3. Henriette Stieff, The Jewess, the Christian, and the Heathen, trans. Mrs. Trees. This is a translation from the German of three novellas, originally published in 1851. (Apparently, nobody has ever cared to penetrate beyond The Jewess, because all of the other pages were uncut.) Another conversion narrative, set in the second century, featuring a special guest appearance by St. Aristides of Athens.
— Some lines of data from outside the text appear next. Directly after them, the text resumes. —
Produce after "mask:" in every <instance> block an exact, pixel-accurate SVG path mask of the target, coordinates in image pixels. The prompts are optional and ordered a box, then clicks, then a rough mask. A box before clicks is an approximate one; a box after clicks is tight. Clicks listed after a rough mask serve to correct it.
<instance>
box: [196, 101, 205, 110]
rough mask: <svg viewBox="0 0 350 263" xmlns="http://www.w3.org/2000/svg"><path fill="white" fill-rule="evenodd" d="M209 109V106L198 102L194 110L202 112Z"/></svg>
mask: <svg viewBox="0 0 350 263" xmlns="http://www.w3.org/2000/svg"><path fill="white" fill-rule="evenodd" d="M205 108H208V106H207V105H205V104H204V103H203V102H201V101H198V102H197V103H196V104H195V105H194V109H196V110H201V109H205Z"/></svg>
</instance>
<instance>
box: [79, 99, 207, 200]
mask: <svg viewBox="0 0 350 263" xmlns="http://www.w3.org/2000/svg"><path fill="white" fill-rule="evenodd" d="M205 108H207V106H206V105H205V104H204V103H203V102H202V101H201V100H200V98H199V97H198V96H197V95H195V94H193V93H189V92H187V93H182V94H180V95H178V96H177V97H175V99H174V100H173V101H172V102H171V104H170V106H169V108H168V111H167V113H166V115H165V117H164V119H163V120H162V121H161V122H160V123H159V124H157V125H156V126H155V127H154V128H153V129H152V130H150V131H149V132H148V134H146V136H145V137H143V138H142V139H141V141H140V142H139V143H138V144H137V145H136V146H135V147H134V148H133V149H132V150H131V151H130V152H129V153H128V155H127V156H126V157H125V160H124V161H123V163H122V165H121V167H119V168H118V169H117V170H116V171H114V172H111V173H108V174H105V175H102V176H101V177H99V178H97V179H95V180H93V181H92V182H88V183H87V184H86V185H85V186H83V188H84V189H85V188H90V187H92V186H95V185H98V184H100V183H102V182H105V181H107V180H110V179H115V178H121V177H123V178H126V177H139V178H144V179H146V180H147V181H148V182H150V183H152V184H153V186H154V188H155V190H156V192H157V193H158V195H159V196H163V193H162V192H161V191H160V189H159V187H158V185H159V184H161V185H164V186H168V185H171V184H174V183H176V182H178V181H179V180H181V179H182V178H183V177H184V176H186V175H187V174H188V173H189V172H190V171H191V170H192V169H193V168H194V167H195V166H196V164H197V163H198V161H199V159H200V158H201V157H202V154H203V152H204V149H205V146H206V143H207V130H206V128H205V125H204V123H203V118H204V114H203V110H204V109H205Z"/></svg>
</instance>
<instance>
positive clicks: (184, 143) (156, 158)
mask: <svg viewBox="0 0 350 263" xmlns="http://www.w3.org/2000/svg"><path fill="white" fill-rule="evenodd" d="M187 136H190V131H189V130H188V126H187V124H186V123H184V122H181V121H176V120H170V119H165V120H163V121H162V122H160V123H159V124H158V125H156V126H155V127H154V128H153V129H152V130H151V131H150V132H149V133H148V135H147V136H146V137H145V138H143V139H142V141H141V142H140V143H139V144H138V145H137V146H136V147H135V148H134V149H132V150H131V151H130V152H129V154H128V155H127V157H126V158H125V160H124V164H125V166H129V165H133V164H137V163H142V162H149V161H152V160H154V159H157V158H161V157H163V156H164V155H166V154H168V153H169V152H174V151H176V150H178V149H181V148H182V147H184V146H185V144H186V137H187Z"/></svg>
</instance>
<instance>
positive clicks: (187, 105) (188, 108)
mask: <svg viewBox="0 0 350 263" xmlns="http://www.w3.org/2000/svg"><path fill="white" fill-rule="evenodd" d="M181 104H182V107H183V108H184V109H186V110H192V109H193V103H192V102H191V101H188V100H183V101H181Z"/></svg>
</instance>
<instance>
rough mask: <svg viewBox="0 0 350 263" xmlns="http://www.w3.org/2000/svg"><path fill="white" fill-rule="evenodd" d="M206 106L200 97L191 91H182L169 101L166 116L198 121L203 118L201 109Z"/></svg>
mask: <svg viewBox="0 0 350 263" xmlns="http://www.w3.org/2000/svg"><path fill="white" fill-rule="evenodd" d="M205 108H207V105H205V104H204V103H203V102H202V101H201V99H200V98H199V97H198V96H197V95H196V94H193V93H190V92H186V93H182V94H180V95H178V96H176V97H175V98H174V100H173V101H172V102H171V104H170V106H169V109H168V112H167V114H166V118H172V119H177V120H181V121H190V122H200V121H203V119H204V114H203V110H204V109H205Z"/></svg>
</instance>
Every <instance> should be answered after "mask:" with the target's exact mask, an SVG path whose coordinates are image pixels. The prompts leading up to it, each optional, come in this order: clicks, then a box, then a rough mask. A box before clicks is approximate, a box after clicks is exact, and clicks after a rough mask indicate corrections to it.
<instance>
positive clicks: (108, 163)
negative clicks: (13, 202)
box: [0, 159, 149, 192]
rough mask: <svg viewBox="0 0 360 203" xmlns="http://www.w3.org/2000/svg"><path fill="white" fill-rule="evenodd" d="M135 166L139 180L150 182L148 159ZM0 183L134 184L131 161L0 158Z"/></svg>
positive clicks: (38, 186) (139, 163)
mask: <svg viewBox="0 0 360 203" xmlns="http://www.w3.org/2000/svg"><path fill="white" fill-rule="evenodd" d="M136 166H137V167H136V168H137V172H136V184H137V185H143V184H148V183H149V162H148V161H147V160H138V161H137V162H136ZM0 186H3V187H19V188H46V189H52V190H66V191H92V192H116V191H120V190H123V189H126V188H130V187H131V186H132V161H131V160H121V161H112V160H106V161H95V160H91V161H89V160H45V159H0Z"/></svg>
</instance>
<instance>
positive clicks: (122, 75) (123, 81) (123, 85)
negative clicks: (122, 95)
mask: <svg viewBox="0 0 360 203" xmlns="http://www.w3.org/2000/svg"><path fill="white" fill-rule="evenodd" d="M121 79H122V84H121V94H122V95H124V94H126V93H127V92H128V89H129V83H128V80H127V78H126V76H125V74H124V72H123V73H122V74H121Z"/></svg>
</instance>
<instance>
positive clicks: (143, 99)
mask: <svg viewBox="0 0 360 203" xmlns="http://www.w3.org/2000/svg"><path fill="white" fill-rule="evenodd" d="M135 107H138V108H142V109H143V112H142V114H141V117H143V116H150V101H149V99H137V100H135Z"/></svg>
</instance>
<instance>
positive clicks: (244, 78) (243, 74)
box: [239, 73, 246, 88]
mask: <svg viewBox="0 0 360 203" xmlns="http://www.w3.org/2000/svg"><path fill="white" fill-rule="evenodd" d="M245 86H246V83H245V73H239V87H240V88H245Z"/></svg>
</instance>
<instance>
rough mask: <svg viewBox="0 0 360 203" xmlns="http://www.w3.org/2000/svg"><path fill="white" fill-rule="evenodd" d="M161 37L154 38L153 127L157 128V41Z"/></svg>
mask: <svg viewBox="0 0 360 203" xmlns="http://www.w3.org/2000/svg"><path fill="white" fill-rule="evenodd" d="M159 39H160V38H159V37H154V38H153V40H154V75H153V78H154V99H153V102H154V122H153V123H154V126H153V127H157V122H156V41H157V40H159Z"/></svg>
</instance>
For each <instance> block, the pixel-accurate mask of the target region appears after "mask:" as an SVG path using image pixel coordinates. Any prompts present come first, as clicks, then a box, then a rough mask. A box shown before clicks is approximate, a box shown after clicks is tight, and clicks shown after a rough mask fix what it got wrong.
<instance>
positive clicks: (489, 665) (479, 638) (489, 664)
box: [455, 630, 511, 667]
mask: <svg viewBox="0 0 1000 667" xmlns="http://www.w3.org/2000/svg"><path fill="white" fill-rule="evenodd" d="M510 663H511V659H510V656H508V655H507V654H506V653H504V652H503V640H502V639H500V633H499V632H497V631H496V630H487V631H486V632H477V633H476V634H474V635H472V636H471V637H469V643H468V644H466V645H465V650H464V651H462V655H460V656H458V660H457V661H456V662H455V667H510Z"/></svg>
The novel's main conflict derives from the Jewish community's decision to throw itself on the side of Simon bar Kokhba (here called Barkochba), as opposed to following the hated "Nazarene"; the narrative unfurls as one long comparison betweeb Barkochba (not nice) and Christ (nice). Our heroine this time is Salome, who also undergoes a magic conversion via Bible-reading (or scripture roll reading); not only does she suffer from Jewish Conversion Novel Patriarch Disease, but also she winds up exiled, kidnapped, sold into slavery, nearly raped, and brutalized before the necessary happy ending (cue mass conversions, everyone lives happily ever after, etc.). Her father Malachi undergoes similar trauma, losing all of his wealth and being reduced to beggary before he is finally rediscovered; once again, we see shades of the familiar Shylock/Jessica dyad.